Pourquoi le 1.2 puretech a autant fait parler de lui

Le 1.2 PureTech, c’est un moteur essence trois-cylindres turbo ou atmosphérique selon les versions, lancé avec l’ambition de concilier performances, sobriété et émissions contenues. Sur le papier, l’idée était excellente. Un petit moteur moderne, léger, nerveux, capable de faire le travail en ville comme sur route, avec des puissances variées selon les déclinaisons.
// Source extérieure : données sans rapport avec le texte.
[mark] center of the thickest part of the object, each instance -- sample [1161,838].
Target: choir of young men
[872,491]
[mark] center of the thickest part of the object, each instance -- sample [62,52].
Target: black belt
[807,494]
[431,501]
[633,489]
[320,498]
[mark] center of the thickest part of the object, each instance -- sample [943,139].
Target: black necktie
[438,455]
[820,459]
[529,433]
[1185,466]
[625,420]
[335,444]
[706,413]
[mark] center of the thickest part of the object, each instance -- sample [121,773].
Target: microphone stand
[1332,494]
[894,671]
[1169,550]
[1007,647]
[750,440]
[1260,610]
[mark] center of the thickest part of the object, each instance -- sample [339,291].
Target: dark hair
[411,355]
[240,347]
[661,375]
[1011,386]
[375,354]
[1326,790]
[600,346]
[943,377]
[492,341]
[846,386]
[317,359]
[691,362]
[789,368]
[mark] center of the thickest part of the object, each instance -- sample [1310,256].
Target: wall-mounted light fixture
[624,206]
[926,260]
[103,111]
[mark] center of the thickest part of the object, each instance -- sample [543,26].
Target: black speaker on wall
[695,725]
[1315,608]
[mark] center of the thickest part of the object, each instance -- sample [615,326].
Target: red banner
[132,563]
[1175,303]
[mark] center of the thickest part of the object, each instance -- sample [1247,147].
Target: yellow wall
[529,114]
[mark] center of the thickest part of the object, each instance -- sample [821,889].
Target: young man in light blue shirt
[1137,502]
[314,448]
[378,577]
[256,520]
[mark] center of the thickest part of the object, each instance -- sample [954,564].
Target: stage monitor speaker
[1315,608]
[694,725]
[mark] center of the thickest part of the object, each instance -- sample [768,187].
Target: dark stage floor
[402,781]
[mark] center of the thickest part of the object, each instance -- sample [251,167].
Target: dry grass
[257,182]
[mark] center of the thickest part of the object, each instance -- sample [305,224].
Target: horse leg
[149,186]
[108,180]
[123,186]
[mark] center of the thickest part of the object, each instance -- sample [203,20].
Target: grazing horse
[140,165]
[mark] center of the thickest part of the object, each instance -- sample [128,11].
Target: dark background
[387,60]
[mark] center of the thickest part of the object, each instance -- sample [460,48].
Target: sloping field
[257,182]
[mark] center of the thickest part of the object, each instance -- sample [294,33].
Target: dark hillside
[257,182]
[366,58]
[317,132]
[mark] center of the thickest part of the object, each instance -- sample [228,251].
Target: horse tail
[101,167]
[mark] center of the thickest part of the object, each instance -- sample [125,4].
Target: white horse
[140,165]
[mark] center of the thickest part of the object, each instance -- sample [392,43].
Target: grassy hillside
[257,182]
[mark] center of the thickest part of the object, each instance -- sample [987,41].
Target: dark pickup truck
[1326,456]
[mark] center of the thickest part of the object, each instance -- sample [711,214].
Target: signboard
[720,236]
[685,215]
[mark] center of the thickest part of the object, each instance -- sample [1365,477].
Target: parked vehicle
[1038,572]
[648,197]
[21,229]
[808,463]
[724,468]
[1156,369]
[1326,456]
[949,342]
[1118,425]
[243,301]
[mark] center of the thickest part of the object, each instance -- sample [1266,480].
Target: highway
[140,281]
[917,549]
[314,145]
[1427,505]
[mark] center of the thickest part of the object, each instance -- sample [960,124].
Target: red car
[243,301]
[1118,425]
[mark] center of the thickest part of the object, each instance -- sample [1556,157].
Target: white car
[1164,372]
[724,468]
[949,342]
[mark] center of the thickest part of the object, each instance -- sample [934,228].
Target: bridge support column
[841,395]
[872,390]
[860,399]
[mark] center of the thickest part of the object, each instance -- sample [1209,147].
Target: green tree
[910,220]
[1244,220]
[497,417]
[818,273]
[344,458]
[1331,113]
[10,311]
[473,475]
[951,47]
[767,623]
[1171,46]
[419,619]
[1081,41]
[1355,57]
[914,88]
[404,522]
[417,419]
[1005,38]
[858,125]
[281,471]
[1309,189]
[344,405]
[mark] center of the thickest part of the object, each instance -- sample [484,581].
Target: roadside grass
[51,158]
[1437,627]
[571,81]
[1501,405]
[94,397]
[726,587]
On le retrouve notamment en versions 82, 100, 110, 130 chevaux, parfois associé à une boîte manuelle, parfois à la boîte automatique EAT8. Et il faut le reconnaître : dans bien des cas, ce moteur procure un vrai agrément. Il reprend correctement, il consomme assez peu pour un essence, et il donne une sensation de vivacité sympa, surtout sur des autos pas trop lourdes.
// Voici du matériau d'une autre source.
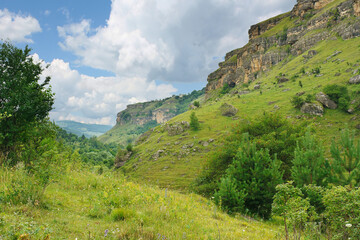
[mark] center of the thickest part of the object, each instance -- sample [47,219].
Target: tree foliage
[23,98]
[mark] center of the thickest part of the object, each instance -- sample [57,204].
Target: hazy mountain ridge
[88,130]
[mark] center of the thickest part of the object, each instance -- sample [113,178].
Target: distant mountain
[88,130]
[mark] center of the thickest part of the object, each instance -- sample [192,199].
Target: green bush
[225,89]
[229,197]
[297,101]
[121,214]
[339,94]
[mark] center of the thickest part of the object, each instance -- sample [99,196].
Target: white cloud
[89,99]
[16,27]
[169,40]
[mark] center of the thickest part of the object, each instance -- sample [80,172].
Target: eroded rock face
[355,80]
[245,64]
[177,128]
[228,110]
[325,100]
[313,109]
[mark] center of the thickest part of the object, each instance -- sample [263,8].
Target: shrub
[194,122]
[225,89]
[120,214]
[229,197]
[339,94]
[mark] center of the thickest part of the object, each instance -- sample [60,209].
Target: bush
[194,122]
[229,198]
[197,104]
[120,214]
[225,89]
[339,94]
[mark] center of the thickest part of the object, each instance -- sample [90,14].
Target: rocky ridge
[298,35]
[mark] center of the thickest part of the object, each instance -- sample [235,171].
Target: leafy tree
[194,122]
[290,205]
[309,163]
[23,97]
[346,160]
[256,174]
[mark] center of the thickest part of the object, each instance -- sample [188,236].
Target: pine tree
[346,160]
[309,163]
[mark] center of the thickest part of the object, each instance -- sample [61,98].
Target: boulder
[355,80]
[228,110]
[282,80]
[325,100]
[177,128]
[313,109]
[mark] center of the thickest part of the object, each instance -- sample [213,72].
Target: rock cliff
[273,40]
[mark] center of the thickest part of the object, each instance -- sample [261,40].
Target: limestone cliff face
[158,111]
[266,50]
[141,113]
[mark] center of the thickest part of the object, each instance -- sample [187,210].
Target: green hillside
[175,161]
[88,130]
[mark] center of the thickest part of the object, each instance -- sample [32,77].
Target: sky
[102,55]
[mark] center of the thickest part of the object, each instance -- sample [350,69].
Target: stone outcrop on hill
[245,64]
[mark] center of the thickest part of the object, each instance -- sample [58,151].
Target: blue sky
[104,55]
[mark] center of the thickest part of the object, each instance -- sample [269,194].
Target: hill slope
[301,53]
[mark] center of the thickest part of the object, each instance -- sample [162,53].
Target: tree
[24,99]
[346,160]
[255,176]
[194,122]
[309,163]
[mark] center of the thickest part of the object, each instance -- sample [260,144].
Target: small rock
[325,100]
[282,79]
[355,80]
[313,109]
[228,110]
[243,92]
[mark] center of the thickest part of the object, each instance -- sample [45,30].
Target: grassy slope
[179,172]
[79,206]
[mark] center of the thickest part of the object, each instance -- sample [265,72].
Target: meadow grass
[85,205]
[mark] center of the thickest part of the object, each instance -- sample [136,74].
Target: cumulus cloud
[169,40]
[90,99]
[16,27]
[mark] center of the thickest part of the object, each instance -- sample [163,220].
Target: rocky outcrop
[245,64]
[325,100]
[313,109]
[228,110]
[177,128]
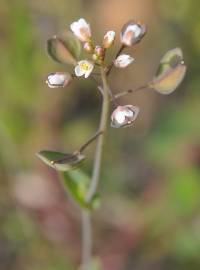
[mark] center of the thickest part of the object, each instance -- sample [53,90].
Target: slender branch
[86,240]
[99,148]
[112,64]
[86,218]
[89,141]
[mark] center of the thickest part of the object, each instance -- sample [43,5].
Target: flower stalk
[86,217]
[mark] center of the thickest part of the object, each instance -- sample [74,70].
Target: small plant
[66,48]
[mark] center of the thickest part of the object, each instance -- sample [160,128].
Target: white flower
[123,60]
[108,39]
[81,29]
[84,67]
[124,116]
[132,32]
[58,79]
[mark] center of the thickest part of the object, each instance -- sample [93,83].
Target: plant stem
[86,240]
[100,141]
[89,141]
[112,64]
[86,217]
[130,91]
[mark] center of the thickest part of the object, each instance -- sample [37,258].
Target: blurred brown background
[150,184]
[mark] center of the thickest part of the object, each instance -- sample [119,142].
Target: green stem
[86,217]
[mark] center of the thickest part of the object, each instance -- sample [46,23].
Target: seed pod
[124,116]
[58,79]
[132,32]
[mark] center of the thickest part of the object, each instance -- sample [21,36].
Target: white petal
[78,71]
[87,73]
[135,29]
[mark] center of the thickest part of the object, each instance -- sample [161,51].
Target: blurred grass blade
[170,60]
[64,48]
[60,161]
[168,82]
[76,183]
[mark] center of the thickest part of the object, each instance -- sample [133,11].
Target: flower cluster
[172,65]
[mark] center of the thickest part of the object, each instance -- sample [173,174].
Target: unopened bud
[58,79]
[123,61]
[100,52]
[124,116]
[88,47]
[108,39]
[81,30]
[132,32]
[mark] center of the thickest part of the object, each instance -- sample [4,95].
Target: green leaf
[77,182]
[170,60]
[60,161]
[64,48]
[169,81]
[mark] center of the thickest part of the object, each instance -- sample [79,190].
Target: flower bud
[58,79]
[124,116]
[99,51]
[84,68]
[123,60]
[81,30]
[108,39]
[88,47]
[132,32]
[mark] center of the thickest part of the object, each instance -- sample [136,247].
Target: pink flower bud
[58,79]
[100,52]
[108,39]
[124,116]
[123,61]
[81,30]
[132,32]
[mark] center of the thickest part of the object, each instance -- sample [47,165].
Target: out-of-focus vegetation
[150,185]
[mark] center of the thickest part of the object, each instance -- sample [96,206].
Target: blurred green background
[150,184]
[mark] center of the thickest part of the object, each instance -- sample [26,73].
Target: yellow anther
[84,66]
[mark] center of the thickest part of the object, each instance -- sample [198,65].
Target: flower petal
[78,71]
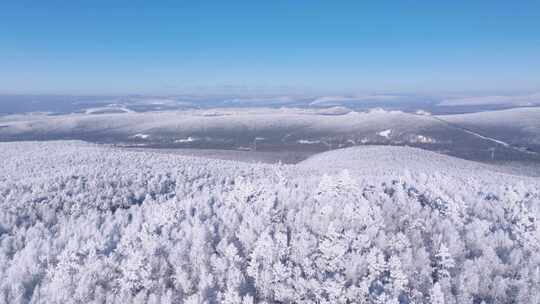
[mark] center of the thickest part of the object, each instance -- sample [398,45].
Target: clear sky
[103,47]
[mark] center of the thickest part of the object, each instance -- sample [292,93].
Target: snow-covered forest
[82,223]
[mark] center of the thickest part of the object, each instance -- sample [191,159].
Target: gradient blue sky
[103,47]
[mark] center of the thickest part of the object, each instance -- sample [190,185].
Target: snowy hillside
[519,126]
[286,129]
[83,223]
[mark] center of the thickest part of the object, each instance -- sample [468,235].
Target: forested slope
[81,223]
Le souci, c’est que la réputation du moteur ne s’est pas construite seulement sur son agrément. Elle s’est aussi forgée sur une série de problèmes récurrents, médiatisés, débattus sur les forums, remontés chez les concessionnaires, commentés par les experts, et parfois vécus très concrètement par des propriétaires qui n’avaient rien demandé, à part aller travailler sans jouer à la loterie mécanique.
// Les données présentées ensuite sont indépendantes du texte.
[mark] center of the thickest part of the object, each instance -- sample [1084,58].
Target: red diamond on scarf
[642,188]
La cause principale de cette mauvaise image ? La fameuse courroie de distribution humide, c’est-à-dire une courroie qui baigne dans l’huile moteur. Sur le papier, encore une fois, l’idée semblait brillante. En pratique, les retours ont été beaucoup plus contrastés. Et quand une courroie commence à se dégrader plus tôt que prévu, c’est toute la chaîne de confiance entre l’automobiliste et son moteur qui tousse un peu.

Ajoutez à cela des soucis annexes selon les années et les usages, et vous obtenez un moteur qui peut être très agréable dans certains cas, mais qu’il faut acheter avec plus d’attention qu’une simple machine à café d’occasion. Oui, je sais, la comparaison est rude. Mais entre un moteur capricieux et une cafetière qui fuit, l’un coûte juste un peu plus cher à réparer.

Comprendre les différentes versions du 1.2 puretech

Avant de parler fiabilité, il faut remettre de l’ordre dans les versions. Parce que dire simplement le 1.2 PureTech, c’est un peu comme dire la pizza. Entre une margherita tranquille et une quatre-fromages qui attaque sans prévenir, il y a quand même un monde.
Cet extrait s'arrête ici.